Looking back at this series, I have the strong feeling that I’m being unfair to Resin, I’m judging it using the same criteria I would use to judge our own production, highly optimized code. The projects have very different goals, maturity and environments. That said, I think that a lot of the comments I have to the project are at the implementation level. That is, they can be fixed (except maybe the analyzer / tokenizer pipeline) by simply optimizing one method at a a time. Even the architectural change with analyzing the text isn’t very big. What is important is that the code is quite clear, easy to follow and have a well defined structure. That means that it is actually possible to make this changes as the project mature.
And now that this is out of the way, let me cover some of the things that I would have done differently in the codebase. A lot of them are around I/O related. In particular, the usage of all those different files and the way this is done is decidedly non optimal. In particular, opening and closing of the files constantly, reading and seeking all over the place, etc. The actual design seems to be based around LSM, even if this isn’t state explicitly. And that have pretty good semantics already for writes, but reads currently are probably leaning very heavily on the file system cache, but that won’t work as the data grows beyond a certain scope.
When running on a Unix system, you also need to consider the fact that there is a limit to the number of open files you have, so smaller number of files are generally preferred. I would go with merging all those files into a single large one, similar to the compound format that Lucene uses.
Once that is done, I would also memory map the entire file to memory and use directly memory accesses to handle all I/O. This has several very important advantages. First, I’m being a lot more explicit about using the file system cache, and that would allow us to avoid a lot of system calls. Second, the data is already mostly structured as arrays, so it would be very natural to do so. This also avoid the need to manually buffer things in our own memory, which is always nice.
Next, there is the need to consider consistency checks. Resin as it stands now (I’m not sure if this is an explicit design decision) takes the position that it is not its job to ensure file consistency. Lucene make some attempt to ensure consistency, and usually fails at that horribly at the most inconvenient moments. Adding a hash to the file will allow to ensure that the data is okay, but it means having to read the entire file when you open it, which is probably too expensive.
The other aspect that need attention is the data structure used.
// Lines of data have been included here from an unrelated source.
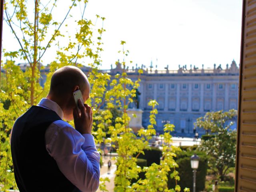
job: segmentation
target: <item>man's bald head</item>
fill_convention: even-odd
[[[79,87],[82,93],[86,89],[90,89],[88,79],[80,69],[74,66],[65,66],[57,70],[52,75],[50,93],[56,96],[63,96],[74,91],[76,86]]]

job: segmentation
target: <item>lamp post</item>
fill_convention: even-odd
[[[198,164],[199,164],[199,157],[196,155],[196,154],[194,154],[190,158],[190,162],[191,168],[193,169],[193,192],[196,192],[196,170],[198,168]]]

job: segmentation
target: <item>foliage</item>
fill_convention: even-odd
[[[198,146],[194,145],[193,146],[180,146],[180,149],[182,151],[194,151],[197,148]]]
[[[127,77],[125,69],[125,58],[129,51],[125,50],[125,42],[121,42],[122,49],[119,52],[123,56],[120,64],[123,68],[121,74],[111,77],[100,70],[101,60],[100,53],[103,50],[102,36],[104,31],[103,27],[96,30],[93,30],[94,25],[90,20],[84,18],[84,15],[87,1],[71,0],[70,6],[63,20],[58,22],[54,20],[53,12],[57,6],[56,0],[50,1],[43,4],[40,0],[34,2],[34,18],[31,16],[26,7],[25,0],[11,0],[5,2],[5,20],[10,27],[20,46],[20,49],[11,52],[6,52],[6,60],[4,69],[5,75],[2,76],[0,92],[0,127],[1,140],[1,159],[0,160],[0,188],[1,191],[6,191],[11,188],[16,189],[13,174],[9,144],[9,135],[15,120],[42,97],[47,94],[51,76],[56,69],[66,65],[81,67],[78,61],[89,58],[90,61],[87,65],[90,67],[88,72],[88,78],[91,85],[90,97],[87,103],[91,105],[93,111],[92,134],[96,144],[101,144],[106,136],[106,131],[111,135],[110,139],[105,142],[111,143],[112,146],[117,148],[118,156],[116,157],[117,169],[115,178],[116,191],[180,191],[178,185],[180,180],[178,172],[175,170],[178,164],[174,158],[179,148],[171,145],[172,136],[170,132],[174,130],[174,126],[167,124],[164,126],[162,146],[162,159],[159,164],[153,163],[150,166],[141,168],[137,165],[138,157],[144,154],[145,149],[149,149],[148,140],[156,134],[154,128],[156,124],[156,115],[158,111],[155,107],[158,105],[156,100],[151,100],[149,105],[152,110],[150,112],[150,124],[147,129],[142,128],[137,138],[129,127],[130,118],[126,110],[129,103],[132,102],[136,89],[139,86],[140,78],[143,70],[138,72],[138,79],[133,82]],[[64,36],[60,31],[69,13],[79,4],[81,12],[81,19],[77,21],[78,29],[74,37],[62,46],[59,40]],[[10,13],[11,10],[14,11]],[[105,18],[97,15],[103,24]],[[32,18],[34,22],[30,21]],[[51,33],[50,26],[55,30]],[[69,30],[71,29],[69,28]],[[95,38],[96,37],[96,38]],[[96,39],[94,40],[93,38]],[[57,40],[58,40],[57,41]],[[41,62],[45,56],[46,50],[55,43],[59,49],[56,60],[49,65],[50,72],[47,74],[46,81],[43,87],[39,84],[41,78],[40,70],[44,66]],[[25,71],[15,64],[16,58],[26,61],[28,66]],[[110,88],[107,88],[110,87]],[[103,107],[104,106],[104,108]],[[122,111],[122,114],[116,116],[113,109],[116,108]],[[113,123],[114,122],[114,123]],[[70,122],[71,124],[73,122]],[[134,155],[135,155],[134,156]],[[171,170],[172,170],[172,171]],[[131,186],[131,180],[138,178],[138,174],[144,171],[146,178],[139,179]],[[168,190],[167,185],[169,174],[175,180],[174,189]],[[105,182],[107,178],[100,179],[100,189],[106,191]],[[184,191],[189,191],[185,188]]]
[[[234,192],[235,187],[234,186],[218,186],[219,192]],[[212,191],[212,185],[208,186],[206,188],[207,191]]]
[[[203,135],[202,136],[201,139],[204,141],[207,141],[216,136],[215,135]]]
[[[152,163],[158,165],[160,164],[160,158],[162,156],[162,151],[156,147],[151,147],[150,149],[143,150],[144,154],[140,154],[138,158],[146,160],[146,166],[149,166]]]
[[[237,115],[237,111],[233,109],[208,112],[195,122],[196,126],[210,130],[215,136],[202,140],[199,149],[209,156],[209,166],[216,170],[221,180],[228,169],[235,166],[236,132],[231,130],[233,123],[228,122]]]
[[[193,188],[193,170],[190,164],[190,157],[196,152],[182,151],[177,154],[176,162],[179,166],[177,168],[178,171],[180,180],[179,184],[182,188],[186,187],[190,189]],[[198,168],[196,170],[196,191],[203,191],[205,188],[206,176],[208,168],[208,157],[204,153],[196,152],[196,154],[200,157]],[[168,181],[170,187],[173,187],[174,182],[173,180]]]

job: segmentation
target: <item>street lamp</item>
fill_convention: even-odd
[[[193,177],[193,192],[196,192],[196,170],[198,168],[198,164],[199,164],[199,157],[195,154],[194,155],[191,156],[190,161],[191,168],[193,169],[193,173],[194,173]]]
In particular LcrsTrie is a good idea to save space and might work well for in memory usage, but it isn’t a good choice for persistent data structures. B+Tree or SST are the common choices, and need to be evaluated for the job.
As part of this, and quite important, I would recommend getting a look at the full I/O status. That means:
- How you write to disk?
- How you update data?
- Do you have write amplification (merges)?
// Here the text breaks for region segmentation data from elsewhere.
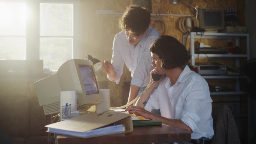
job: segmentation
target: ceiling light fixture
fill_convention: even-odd
[[[196,6],[196,7],[194,7],[192,5],[190,4],[189,4],[188,3],[187,1],[185,1],[185,0],[171,0],[171,3],[173,4],[176,4],[178,3],[179,1],[180,1],[182,3],[185,3],[185,4],[188,5],[189,6],[191,6],[191,7],[193,7],[194,9],[195,9],[196,11],[196,18],[197,18],[197,15],[198,15],[198,10],[197,9],[197,8],[198,7],[198,6]],[[170,0],[169,0],[170,1]]]

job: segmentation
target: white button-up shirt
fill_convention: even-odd
[[[191,139],[213,135],[211,102],[208,83],[187,65],[176,83],[166,77],[150,96],[145,109],[160,109],[163,117],[181,119],[192,130]]]
[[[115,81],[118,83],[123,74],[124,63],[131,73],[131,84],[141,87],[146,86],[150,80],[149,73],[153,69],[149,49],[151,44],[160,37],[157,31],[149,27],[136,47],[130,45],[123,31],[117,34],[113,43],[111,64],[118,76]],[[111,80],[109,78],[109,79]]]

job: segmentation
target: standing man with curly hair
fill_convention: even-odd
[[[102,63],[108,79],[116,83],[120,80],[124,64],[129,68],[132,79],[127,103],[143,91],[150,80],[149,73],[153,67],[149,48],[160,37],[157,31],[150,27],[150,12],[146,8],[137,5],[128,7],[119,20],[122,31],[115,37],[111,62]]]

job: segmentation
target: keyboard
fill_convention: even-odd
[[[140,119],[138,118],[136,116],[133,116],[132,114],[129,114],[127,111],[116,111],[113,110],[110,110],[107,111],[105,111],[103,113],[104,113],[107,114],[129,114],[132,118],[132,120],[138,120]]]

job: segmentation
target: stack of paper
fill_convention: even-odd
[[[48,132],[82,138],[132,131],[132,122],[128,114],[85,113],[69,120],[45,126]]]

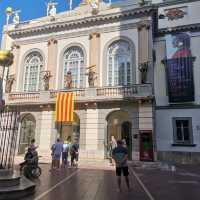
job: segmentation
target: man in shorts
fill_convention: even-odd
[[[60,157],[62,154],[62,148],[63,148],[63,144],[60,141],[60,139],[58,138],[56,143],[53,145],[53,161],[54,161],[54,167],[56,169],[60,168]]]
[[[130,189],[129,184],[129,172],[128,172],[128,150],[123,146],[123,142],[121,140],[117,141],[117,147],[113,149],[112,157],[116,163],[116,175],[117,175],[117,184],[118,189],[121,192],[121,174],[123,173],[123,176],[126,180],[126,185],[128,190]]]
- Are you trying for consistency / ACID?
- Can you explain how your data is persisted, using algorithms / approaches that are well known and trusted?
The latter is good both for external users (who can then reason about your system) and for yourself. If you are using LSM, you know that you have a set of problems (compactions, write amplifications) and solutions (auto optimize over time, etc) that is well known and you can make use of that. If you are using B+Trees, then the problems and solutions space are different, but there is even more information about them.
If you are using consistency, are you using WAL or append only? What are your consistency guarantees, etc?
Those are all questions that needs answers, and they have an impact on the design of the project as a whole.
And with this, this series is over. I have to say that I didn’t think that I would have so much to write about. It is a very interesting project.